A través del cristal y por un pequeño hueco, inclinado sobre su regazo un zapatero contempla su obra a la vez que solloza sin consuelo, hundido en la vorágine del mal llamado progreso. Se levanta fatigosamente y suspira quedamente mientras sus lágrimas caen por el abismo de su esencia, hecha añicos. Como otras tantas veces y antes de ir a dormir, mira abrumado los recuerdos de su vida que esparcidos y amontonados por el suelo parecen ya lejanos en el olvido.
Mientras, cerca de allí, un fogonero se deja caer sudoroso y extenuado sobre una pila de renegrido carbón. Se frota los ojos con sus encallecidas y laceradas manos mientras sus pensamientos vagan difusos en otra vida que no tendrá. Baja del tren y recorre el camino a casa, donde le espera un plato frío y un hueco en su cama. Lava su cara en un vano intento de borrar las huellas dejadas por esa muerte negra, turba asesina que todas las mañanas le hace toser y sudar. Un alma errante de negro destino.
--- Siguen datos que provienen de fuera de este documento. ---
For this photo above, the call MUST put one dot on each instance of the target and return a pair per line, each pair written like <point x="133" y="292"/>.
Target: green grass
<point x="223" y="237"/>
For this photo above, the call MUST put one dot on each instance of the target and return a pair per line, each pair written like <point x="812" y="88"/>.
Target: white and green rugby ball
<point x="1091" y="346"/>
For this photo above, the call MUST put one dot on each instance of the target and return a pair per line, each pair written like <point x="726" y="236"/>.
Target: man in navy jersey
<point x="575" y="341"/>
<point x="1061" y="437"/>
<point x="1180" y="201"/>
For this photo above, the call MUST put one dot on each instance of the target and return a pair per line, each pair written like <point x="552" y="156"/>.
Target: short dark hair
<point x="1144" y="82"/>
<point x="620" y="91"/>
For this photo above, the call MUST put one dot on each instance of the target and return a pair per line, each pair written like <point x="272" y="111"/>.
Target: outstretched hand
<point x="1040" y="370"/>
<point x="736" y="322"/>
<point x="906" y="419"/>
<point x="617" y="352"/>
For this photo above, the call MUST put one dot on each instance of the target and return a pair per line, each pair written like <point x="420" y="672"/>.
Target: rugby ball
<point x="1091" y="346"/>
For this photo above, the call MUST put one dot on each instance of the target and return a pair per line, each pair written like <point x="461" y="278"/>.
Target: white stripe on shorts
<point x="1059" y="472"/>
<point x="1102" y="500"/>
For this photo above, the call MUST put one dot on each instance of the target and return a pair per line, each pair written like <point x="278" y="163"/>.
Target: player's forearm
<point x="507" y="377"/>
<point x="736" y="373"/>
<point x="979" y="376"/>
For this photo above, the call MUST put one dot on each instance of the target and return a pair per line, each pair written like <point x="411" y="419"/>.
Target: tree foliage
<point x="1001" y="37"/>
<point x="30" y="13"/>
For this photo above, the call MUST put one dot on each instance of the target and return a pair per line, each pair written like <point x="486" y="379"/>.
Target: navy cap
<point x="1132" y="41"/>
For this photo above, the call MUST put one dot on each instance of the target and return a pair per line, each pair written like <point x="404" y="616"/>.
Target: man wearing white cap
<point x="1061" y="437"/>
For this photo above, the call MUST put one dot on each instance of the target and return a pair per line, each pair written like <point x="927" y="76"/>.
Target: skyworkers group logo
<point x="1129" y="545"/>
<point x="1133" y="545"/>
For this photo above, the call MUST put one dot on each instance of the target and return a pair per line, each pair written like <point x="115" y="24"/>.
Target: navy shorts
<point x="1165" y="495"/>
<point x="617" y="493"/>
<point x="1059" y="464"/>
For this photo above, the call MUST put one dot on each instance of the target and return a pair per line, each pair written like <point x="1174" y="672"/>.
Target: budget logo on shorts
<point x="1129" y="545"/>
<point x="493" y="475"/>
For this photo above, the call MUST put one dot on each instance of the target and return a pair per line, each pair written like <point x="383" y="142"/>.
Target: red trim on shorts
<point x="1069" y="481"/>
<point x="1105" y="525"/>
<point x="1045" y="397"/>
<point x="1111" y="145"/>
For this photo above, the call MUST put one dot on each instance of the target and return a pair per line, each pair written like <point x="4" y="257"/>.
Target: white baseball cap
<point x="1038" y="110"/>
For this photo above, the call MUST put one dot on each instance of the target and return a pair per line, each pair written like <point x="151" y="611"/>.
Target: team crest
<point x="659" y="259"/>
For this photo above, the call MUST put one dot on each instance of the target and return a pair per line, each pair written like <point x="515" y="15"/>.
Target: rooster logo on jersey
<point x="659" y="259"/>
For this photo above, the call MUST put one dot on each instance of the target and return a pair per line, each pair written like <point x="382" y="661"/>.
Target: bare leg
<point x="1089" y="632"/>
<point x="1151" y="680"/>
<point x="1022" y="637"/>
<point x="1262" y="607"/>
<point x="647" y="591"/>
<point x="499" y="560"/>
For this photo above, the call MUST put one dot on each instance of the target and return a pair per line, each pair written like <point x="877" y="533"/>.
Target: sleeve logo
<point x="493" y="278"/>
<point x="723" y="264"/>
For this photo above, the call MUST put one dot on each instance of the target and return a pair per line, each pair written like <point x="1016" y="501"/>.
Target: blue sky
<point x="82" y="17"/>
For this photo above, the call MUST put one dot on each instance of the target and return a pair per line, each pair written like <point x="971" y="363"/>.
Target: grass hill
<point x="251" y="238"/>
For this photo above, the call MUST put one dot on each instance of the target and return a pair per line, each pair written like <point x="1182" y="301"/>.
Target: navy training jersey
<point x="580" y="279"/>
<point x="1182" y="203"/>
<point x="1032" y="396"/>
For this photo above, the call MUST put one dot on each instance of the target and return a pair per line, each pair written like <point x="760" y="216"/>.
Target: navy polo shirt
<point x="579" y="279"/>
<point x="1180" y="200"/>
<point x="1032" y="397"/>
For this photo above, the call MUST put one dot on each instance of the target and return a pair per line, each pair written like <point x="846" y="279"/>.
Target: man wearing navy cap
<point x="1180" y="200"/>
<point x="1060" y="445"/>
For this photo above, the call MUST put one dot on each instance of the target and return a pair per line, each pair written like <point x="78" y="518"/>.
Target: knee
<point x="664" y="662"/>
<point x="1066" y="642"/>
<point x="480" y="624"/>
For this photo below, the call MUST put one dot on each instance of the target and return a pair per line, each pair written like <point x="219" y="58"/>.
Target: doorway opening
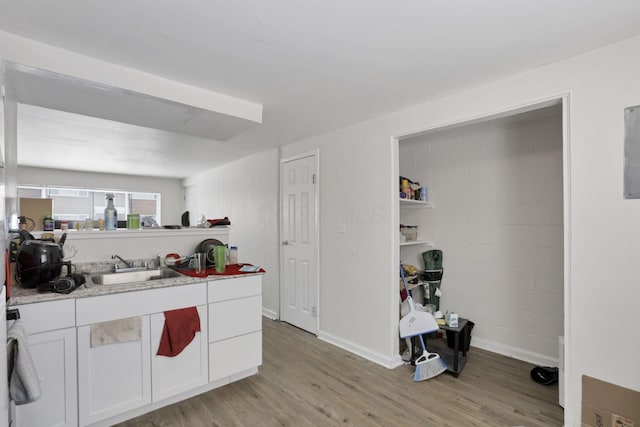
<point x="500" y="194"/>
En la calle un cristal roto, pasos atropellados y risas infantiles. Alguien toca el silbato, se alejan los pasos y mueren las risas. Por la esquina aparece un sereno. Todo silencio.
En el callejón del Oso, oculto en las sombras, un gato vigilante acecha a su presa esperando dar el golpe definitivo. El cuerpo tenso, el corazón desbocado, la mirada fija. No hay escapatoria posible.
Qué bonito!!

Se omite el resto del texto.